А он думал, что если они с мамой сегодня поплывут домой на пароходе, то это будет совсем хорошо, это будет очень интересно и приятно и в то же время полезно для мамы, которая обязательно отвлечется от своих дум и, может быть, приехав в Москву, будет легко улыбаться, как она давно уже не улыбалась, потому что пароход — это так интересно, и такой долгий путь, и так много всяких радостей в пути, так много незнакомого и неизвестного, что она обязательно научится легко улыбаться.
Он очень верил в пароход, который медленно отчалит от дебаркадера, выйдет на середину реки и плавно поплывет по розовой воде… Они с мамой будут стоять на палубе и смотреть, как бурлит вода за кормой и как растекаются волны.
За день он успел уже привыкнуть к мечте о поездке на пароходе и теперь боялся напомнить матери об этом, боялся услышать отказ и расплакаться.
Удивительно долго тянулся этот день!
А
— Ну что, сынок, будем делать?
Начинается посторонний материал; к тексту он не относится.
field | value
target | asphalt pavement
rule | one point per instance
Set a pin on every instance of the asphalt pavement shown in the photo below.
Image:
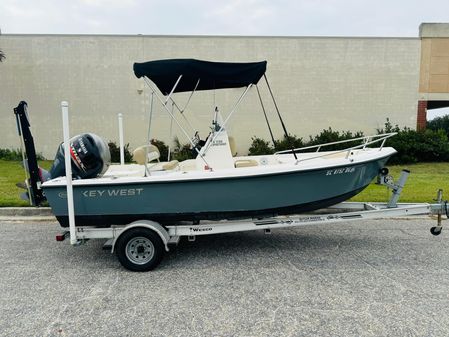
(370, 278)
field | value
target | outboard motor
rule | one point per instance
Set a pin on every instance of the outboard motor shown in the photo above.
(90, 158)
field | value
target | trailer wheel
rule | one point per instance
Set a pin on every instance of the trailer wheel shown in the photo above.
(435, 230)
(139, 249)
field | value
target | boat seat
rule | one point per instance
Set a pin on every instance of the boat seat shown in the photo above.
(171, 165)
(245, 163)
(152, 154)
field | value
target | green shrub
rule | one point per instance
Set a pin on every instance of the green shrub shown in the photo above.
(439, 123)
(417, 146)
(330, 136)
(115, 153)
(259, 147)
(431, 145)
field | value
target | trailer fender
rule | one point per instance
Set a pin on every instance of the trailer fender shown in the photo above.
(154, 226)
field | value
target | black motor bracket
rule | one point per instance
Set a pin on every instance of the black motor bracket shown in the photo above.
(23, 128)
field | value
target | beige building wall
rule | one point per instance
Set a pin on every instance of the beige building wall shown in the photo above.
(434, 73)
(343, 83)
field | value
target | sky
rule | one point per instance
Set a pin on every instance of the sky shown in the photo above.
(212, 17)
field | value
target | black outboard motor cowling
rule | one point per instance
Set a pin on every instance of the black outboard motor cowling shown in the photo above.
(89, 155)
(90, 158)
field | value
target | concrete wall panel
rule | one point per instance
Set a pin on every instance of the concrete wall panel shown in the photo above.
(345, 83)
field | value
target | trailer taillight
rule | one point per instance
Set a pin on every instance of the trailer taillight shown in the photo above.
(62, 236)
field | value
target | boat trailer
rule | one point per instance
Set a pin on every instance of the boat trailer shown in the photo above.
(141, 245)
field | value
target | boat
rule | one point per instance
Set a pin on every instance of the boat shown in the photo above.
(216, 184)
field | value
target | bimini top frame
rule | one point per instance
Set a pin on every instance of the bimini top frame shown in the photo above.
(179, 75)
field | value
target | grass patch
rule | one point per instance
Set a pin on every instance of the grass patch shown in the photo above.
(421, 186)
(11, 173)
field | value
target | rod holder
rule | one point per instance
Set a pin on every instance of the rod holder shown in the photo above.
(68, 171)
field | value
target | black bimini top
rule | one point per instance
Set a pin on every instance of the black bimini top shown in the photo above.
(211, 75)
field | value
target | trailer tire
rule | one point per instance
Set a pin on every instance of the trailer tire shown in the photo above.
(139, 249)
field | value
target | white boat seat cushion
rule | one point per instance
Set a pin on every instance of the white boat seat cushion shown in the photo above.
(171, 165)
(152, 154)
(245, 163)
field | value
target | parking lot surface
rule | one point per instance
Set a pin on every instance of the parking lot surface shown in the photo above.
(371, 278)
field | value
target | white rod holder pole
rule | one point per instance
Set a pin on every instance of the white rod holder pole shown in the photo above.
(68, 171)
(122, 145)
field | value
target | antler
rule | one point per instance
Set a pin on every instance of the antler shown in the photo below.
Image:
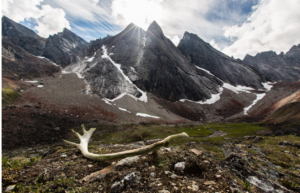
(84, 140)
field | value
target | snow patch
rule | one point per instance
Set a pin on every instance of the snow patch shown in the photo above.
(133, 70)
(91, 58)
(146, 115)
(106, 102)
(237, 89)
(32, 81)
(42, 57)
(77, 73)
(124, 110)
(258, 97)
(118, 66)
(214, 98)
(268, 85)
(204, 70)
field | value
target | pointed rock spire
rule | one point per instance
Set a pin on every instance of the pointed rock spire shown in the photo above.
(155, 29)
Что-то у меня голова болит…
— Как что? — сказал Саша. — Надо идти на пристань.
Она улыбнулась и сказала:
— Я уж забыла совсем про пароход.
— Ну, вот и хорошо, — сказал Саша. — Теперь вот вспомнила и давай быстренько соберемся и пойдем на пристань. А то ведь можно опоздать! Это тебе не метро! Опоздаем, а потом жди его целые сутки — не дождешься! Генк, — спросил он ликующим голоском у брата, который бездумно смотрел на него, — а сколько в метре килограммов?
Генка грустно улыбнулся и неожиданно тихо ответил:
— Тыща…
И Саше вдруг стало жалко Генку, который, наверно, тоже все, как и он, понимал и теперь вот тоже понял, что гости уезжают на пароходе, а он останется и никуда еще очень долго не поедет.
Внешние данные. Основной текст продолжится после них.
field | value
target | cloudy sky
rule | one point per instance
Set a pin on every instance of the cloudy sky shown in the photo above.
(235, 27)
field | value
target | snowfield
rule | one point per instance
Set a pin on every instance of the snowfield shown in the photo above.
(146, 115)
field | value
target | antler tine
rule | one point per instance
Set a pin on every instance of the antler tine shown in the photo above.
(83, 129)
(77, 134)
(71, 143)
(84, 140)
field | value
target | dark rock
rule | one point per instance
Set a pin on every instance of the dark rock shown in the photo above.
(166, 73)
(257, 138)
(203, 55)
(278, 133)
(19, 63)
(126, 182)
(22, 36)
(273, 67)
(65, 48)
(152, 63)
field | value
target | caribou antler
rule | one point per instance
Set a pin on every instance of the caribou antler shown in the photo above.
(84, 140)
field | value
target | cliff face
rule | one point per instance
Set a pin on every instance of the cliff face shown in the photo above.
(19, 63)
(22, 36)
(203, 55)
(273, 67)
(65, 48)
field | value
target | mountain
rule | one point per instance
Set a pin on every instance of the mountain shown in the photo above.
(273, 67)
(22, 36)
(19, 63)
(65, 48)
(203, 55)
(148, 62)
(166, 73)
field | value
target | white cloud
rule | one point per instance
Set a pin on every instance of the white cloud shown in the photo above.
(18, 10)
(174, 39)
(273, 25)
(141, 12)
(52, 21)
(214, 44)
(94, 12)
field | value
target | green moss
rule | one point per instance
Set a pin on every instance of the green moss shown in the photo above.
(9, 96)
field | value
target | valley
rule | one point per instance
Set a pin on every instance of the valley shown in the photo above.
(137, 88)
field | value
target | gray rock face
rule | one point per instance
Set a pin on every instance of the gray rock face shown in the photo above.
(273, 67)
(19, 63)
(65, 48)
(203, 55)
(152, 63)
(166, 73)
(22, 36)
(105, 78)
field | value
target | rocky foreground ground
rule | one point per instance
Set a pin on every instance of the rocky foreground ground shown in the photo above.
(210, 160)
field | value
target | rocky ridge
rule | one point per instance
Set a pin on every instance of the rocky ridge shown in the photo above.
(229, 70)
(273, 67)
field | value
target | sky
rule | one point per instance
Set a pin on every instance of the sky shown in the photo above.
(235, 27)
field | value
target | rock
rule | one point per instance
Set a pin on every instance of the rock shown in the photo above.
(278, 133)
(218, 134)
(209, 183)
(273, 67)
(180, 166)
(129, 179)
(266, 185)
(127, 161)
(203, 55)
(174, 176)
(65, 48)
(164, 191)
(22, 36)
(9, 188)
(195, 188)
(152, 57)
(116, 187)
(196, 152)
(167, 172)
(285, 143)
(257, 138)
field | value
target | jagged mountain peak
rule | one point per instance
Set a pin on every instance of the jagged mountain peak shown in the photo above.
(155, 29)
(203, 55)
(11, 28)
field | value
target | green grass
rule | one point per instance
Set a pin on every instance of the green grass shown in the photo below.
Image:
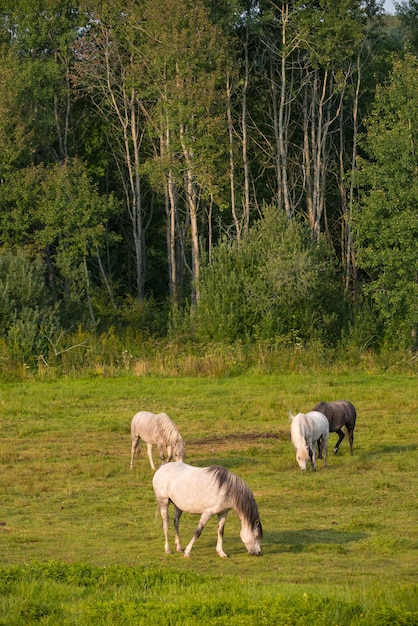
(80, 542)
— Ты, Генка, все это нарочно путаешь? — спросил Саша по-дружески. — Ты ведь это для того, чтобы всем смешно было, да?
Генка кивнул головой и стал задумчив, словно к чему-то прислушивался. А потом сказал:
— Не знаю…
Глаза его стали темные, как дождевые тучки. Белесые, прозрачные брови супились над его глазами, в которых не отражалось больше небо, и губы были плотно сжаты.
Он увидел бабушку и плаксиво сказал:
— Ба, за ушки…
А бабушка ответила ему нараспев:
— И как же это не стыдно тебе такому большому на ручки проситься! Ай-яй-яй! Ишь, чего захотел! За ушки! А братана-то кто пойдет провожать? Братан-то уезжает.
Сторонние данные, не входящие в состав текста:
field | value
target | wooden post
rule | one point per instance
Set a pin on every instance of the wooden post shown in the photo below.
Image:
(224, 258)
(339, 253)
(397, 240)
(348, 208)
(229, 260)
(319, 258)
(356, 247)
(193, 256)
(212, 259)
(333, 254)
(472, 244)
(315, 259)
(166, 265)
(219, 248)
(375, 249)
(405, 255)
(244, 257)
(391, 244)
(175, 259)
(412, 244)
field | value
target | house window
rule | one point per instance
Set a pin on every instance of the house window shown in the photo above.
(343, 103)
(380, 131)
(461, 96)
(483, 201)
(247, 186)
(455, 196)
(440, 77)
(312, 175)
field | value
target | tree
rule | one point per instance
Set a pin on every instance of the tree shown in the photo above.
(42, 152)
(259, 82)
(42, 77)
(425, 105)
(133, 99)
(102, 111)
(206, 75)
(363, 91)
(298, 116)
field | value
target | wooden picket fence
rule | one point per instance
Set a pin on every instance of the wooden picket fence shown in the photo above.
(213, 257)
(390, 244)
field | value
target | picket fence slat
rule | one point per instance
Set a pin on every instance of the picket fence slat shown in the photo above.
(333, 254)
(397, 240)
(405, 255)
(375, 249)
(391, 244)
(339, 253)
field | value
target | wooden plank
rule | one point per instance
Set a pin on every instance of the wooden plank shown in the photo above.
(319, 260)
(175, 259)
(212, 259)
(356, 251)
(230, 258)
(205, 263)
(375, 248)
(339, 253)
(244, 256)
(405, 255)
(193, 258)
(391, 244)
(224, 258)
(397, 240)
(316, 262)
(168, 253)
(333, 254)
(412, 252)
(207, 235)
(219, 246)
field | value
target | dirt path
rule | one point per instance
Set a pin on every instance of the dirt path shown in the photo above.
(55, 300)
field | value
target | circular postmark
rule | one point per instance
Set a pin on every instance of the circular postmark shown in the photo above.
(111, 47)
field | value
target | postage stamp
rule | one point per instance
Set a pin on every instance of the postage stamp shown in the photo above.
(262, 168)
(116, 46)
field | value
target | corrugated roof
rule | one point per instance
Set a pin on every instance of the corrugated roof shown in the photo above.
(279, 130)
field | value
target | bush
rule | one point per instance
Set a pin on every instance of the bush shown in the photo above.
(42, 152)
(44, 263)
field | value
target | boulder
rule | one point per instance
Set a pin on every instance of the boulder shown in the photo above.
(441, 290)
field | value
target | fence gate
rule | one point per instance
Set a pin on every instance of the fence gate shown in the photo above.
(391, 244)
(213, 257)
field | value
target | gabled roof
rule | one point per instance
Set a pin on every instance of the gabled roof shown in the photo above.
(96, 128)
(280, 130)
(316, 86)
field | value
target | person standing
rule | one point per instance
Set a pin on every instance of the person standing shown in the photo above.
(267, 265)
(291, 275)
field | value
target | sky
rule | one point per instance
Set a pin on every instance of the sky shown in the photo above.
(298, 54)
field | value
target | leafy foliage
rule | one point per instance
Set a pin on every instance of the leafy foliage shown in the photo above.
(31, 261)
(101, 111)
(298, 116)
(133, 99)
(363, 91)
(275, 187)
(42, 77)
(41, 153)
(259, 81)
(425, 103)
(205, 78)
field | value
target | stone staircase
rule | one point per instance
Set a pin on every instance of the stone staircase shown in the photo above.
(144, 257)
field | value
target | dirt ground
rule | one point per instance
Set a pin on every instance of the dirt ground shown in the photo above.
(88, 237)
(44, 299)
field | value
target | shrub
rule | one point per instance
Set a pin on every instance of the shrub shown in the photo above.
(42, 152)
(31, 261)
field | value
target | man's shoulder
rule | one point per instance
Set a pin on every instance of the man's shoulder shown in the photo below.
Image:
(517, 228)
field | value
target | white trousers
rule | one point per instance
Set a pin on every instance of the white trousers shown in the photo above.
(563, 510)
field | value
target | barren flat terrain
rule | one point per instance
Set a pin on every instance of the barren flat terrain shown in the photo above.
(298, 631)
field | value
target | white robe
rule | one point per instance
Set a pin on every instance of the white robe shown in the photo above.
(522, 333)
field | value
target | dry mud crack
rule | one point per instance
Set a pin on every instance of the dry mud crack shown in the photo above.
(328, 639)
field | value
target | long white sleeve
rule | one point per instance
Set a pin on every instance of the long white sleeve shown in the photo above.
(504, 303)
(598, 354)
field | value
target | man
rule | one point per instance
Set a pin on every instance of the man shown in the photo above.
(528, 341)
— За ушки, — просился Генка, не отвыкнув от давней своей привычки забираться к отцу ли, к матери ли на руки и ухватиться за ухо. Те его и научили проситься на руки таким странным образом.
— Ну, ба! — уже вопил Генка. — За ушки!
— Вот озорник какой! До каких же это пор ты к бабушке на ручки проситься будешь?.. Отстань!
— За ушки!..
А Саша смеялся над Генкиной этой просьбой, и было ему хорошо. Хотелось наброситься коршуном на пестрых кур, прыгать хотелось, как прыгал утром Генка, с терраски, кинуть хотелось камушком в белое облачко, которое освободило опять скрывшееся за ним солнце. После тени опять все засветилось ярко на земле, как на мокрой сводной картинке. Саша в радости своей представил пароход, который огромным и неуклюжим домом прижмется скоро к пристани, и себя, входящего на дрожащий его борт.
— Эх, ты! — крикнул он Генке со смехом. — А я думал, ты уже взрослый!
А Генка смотрел на него с бабушкиных рук, как на дорогую игрушку, и насупленно молчал.
Так они и расстались с ним у последней избы деревни, за которой дорожка, прогретая солнцем, легко побежала вниз, как ручей, к лесу, а в лесу, переплетенная сосновыми корнями, пропала как будто совсем, потерялась, и тысячи таких же дорожек, мягких и бесшумных, растеклись по горячему лесу, огибая старые сосны, ныряя в желтый песок и сухую белую траву, которая росла тут, наверное, зимою и летом, над опавшими шишками и рыжей хвоей… Было сумрачно и душно в этом сосновом горячем лесу. И чудилось, будто лес никогда не кончится, тот самый лес, через который наши во время войны шли к реке, минуя деревню, и который был весь изрыт землянками и окопами на опушке, — старый и тихий лес, в котором жили, наверное, теперь одни только рыжие муравьи, как и там, на дедушкином кладбище.